I would definately clean it unless you are planning on displaying it in your aquarium. Nice bottle.


----------



## bearswede (Jan 6, 2007)

Hey, Bud...

  That's gonna look all nice an' shiny when you get it cleaned up... Glad to hear your (cyber) voice again!

  Ron


----------



## Gunsmoke47 (Jan 6, 2007)

Good job Wayne. By all means, clean it!![]


----------



## capsoda (Jan 6, 2007)

Gimmie a break Wayne. You know your gonna clean it. Don't make me sic Thumb Dude on you.


----------



## capsoda (Jan 6, 2007)

Gimmie a breake Wayne. You know your gonna clean it.
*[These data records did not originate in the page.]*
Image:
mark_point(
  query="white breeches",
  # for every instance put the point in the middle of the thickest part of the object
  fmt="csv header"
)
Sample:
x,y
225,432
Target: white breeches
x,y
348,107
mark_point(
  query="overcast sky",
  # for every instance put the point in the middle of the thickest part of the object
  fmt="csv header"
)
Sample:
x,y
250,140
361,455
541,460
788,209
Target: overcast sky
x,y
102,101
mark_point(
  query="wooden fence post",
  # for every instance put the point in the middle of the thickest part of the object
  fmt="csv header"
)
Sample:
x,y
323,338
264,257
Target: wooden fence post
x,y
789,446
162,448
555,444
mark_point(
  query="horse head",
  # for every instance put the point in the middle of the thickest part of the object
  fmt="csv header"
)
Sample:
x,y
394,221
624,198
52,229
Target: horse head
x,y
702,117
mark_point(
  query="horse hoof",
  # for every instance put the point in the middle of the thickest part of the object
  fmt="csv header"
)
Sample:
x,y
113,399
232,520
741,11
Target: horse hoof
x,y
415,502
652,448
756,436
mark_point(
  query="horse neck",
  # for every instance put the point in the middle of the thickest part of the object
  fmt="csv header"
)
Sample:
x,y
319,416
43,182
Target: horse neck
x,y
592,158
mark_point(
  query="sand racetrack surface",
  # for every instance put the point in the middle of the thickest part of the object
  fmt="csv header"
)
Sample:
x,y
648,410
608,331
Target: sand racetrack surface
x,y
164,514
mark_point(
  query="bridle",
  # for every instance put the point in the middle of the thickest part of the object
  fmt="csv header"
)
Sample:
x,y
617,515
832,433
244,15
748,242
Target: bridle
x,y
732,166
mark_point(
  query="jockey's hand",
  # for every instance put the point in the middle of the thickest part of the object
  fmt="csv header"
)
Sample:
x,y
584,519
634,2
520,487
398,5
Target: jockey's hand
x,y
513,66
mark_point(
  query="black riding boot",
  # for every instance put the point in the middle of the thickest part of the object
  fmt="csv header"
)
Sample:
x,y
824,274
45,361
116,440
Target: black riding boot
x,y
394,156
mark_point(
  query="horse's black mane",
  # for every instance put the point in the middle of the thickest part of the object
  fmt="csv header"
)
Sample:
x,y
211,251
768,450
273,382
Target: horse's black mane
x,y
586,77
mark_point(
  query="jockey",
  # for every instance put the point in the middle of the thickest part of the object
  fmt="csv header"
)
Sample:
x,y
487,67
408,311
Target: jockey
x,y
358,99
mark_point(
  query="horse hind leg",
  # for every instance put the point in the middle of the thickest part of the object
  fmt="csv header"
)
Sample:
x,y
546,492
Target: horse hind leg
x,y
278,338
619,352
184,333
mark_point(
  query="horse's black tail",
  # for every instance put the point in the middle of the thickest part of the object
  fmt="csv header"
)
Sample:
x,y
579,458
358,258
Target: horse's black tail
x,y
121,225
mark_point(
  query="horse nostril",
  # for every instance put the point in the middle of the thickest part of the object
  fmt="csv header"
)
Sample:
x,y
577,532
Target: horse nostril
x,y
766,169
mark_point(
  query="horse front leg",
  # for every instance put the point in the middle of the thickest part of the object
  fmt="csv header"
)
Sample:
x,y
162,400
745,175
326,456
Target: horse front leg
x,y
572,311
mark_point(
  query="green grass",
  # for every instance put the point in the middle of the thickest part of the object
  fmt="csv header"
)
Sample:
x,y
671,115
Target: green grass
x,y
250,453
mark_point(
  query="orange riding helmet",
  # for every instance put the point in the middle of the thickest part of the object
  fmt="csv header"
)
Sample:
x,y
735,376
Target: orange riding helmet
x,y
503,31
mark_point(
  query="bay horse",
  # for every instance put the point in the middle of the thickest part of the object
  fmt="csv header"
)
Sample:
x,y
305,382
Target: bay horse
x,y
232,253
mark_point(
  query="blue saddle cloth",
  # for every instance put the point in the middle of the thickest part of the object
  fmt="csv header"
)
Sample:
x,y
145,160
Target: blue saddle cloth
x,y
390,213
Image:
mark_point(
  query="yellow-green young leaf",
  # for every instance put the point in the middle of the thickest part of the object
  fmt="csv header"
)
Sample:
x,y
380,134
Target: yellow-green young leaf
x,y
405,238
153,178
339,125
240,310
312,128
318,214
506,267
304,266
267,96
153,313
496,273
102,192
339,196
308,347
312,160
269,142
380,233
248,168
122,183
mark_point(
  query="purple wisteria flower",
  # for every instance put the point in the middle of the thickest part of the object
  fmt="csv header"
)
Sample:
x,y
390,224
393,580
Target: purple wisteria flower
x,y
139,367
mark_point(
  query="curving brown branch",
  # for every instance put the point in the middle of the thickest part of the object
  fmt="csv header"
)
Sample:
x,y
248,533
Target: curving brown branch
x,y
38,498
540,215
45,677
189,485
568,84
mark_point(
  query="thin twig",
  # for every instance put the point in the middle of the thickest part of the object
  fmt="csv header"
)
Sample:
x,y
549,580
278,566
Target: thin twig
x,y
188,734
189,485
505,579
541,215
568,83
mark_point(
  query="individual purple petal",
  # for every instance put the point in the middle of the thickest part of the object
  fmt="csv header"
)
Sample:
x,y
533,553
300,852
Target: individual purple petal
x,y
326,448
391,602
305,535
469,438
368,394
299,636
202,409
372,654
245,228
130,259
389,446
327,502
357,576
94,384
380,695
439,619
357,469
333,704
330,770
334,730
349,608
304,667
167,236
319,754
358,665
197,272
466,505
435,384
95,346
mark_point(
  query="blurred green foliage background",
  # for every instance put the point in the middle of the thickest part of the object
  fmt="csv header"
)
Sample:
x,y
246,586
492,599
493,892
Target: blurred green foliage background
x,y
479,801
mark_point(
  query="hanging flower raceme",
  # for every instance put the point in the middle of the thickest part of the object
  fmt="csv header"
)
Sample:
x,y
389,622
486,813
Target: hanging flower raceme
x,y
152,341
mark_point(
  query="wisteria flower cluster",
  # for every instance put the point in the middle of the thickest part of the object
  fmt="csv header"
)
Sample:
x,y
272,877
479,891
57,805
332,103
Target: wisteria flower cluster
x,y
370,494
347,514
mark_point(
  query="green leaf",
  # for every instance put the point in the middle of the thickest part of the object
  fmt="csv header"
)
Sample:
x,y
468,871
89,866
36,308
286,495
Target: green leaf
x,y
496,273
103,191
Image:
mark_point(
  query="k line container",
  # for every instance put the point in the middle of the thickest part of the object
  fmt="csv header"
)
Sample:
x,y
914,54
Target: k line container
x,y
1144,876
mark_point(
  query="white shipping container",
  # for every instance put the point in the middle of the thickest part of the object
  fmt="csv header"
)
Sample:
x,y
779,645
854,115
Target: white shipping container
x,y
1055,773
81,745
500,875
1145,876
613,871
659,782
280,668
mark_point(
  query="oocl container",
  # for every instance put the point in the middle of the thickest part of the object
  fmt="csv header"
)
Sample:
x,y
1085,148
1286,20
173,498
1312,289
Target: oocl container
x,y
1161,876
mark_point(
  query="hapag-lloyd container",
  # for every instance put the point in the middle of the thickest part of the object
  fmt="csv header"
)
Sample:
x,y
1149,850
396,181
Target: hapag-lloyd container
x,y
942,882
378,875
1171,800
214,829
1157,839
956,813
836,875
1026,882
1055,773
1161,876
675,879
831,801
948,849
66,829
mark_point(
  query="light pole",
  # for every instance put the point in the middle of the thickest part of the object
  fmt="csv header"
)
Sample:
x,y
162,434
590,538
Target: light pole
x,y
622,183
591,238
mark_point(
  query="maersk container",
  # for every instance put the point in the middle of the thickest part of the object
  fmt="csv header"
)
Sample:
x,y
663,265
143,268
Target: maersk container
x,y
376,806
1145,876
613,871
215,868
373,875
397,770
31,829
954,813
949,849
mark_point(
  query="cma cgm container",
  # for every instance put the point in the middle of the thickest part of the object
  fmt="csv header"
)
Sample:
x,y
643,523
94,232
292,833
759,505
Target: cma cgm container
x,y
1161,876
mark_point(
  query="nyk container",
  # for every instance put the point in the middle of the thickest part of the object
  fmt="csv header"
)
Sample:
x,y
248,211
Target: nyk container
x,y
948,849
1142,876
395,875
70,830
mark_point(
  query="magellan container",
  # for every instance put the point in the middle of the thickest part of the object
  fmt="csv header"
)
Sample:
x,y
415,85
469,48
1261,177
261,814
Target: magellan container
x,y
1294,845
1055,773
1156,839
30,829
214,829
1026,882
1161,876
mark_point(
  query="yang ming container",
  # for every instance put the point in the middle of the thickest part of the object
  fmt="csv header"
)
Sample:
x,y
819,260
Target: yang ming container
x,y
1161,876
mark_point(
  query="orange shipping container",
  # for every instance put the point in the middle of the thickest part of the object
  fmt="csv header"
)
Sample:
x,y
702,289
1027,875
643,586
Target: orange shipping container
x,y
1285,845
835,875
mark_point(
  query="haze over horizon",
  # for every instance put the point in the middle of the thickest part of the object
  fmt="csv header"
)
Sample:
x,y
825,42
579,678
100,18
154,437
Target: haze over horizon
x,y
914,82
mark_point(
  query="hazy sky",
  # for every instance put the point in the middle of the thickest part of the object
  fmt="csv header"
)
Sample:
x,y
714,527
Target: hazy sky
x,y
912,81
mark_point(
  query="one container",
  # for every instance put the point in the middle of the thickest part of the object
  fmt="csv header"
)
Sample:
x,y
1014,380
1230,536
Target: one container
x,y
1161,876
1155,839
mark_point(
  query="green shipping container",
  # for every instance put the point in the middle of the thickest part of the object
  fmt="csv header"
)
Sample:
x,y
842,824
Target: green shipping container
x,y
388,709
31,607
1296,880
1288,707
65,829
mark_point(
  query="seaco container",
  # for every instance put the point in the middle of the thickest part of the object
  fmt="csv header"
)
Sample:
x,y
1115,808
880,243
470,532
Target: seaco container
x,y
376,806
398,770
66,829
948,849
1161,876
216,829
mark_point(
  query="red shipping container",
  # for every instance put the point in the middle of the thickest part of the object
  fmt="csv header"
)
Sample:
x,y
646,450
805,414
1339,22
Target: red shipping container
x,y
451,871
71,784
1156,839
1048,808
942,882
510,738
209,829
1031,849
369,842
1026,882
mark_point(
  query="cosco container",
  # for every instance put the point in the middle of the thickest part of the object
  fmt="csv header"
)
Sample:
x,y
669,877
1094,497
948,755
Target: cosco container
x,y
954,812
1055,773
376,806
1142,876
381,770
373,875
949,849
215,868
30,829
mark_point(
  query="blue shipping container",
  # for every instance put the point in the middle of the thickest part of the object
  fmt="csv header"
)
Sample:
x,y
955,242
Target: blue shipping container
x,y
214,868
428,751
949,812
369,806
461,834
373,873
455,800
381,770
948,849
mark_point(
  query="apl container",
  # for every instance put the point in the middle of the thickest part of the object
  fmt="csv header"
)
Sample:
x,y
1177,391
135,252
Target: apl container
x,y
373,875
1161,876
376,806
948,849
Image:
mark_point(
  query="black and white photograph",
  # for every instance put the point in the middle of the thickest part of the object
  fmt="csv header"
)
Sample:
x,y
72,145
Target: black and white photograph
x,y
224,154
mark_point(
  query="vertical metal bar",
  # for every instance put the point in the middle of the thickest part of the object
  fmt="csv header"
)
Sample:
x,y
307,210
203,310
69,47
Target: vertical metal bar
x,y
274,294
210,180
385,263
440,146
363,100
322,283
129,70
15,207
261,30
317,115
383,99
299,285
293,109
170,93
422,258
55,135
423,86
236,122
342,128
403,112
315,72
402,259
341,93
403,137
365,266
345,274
 Don't make me sic Thumb Dude on you!!!


----------



## CanadianBoy (Jan 7, 2007)

Hey Wayne,ya can tell there gettin old when they repeat themselves
 Hey Wayne,ya can tell there gettin old when they repeat themselves


----------



## capsoda (Jan 7, 2007)

Gimmie a breake Wayne. You know your gonna clean it. 

 Don't make me sic Thumb Dude on you!!! 


 Oh, You mean me. Ahhh....Ummmm....... I don't exactly know how that 
 happened.[] 

 Now what were ye talkin about?????[sm=rolleyes.gif]


----------



## Shagnasty (Jan 8, 2007)

[][][]     thanks guys i needed that!


----------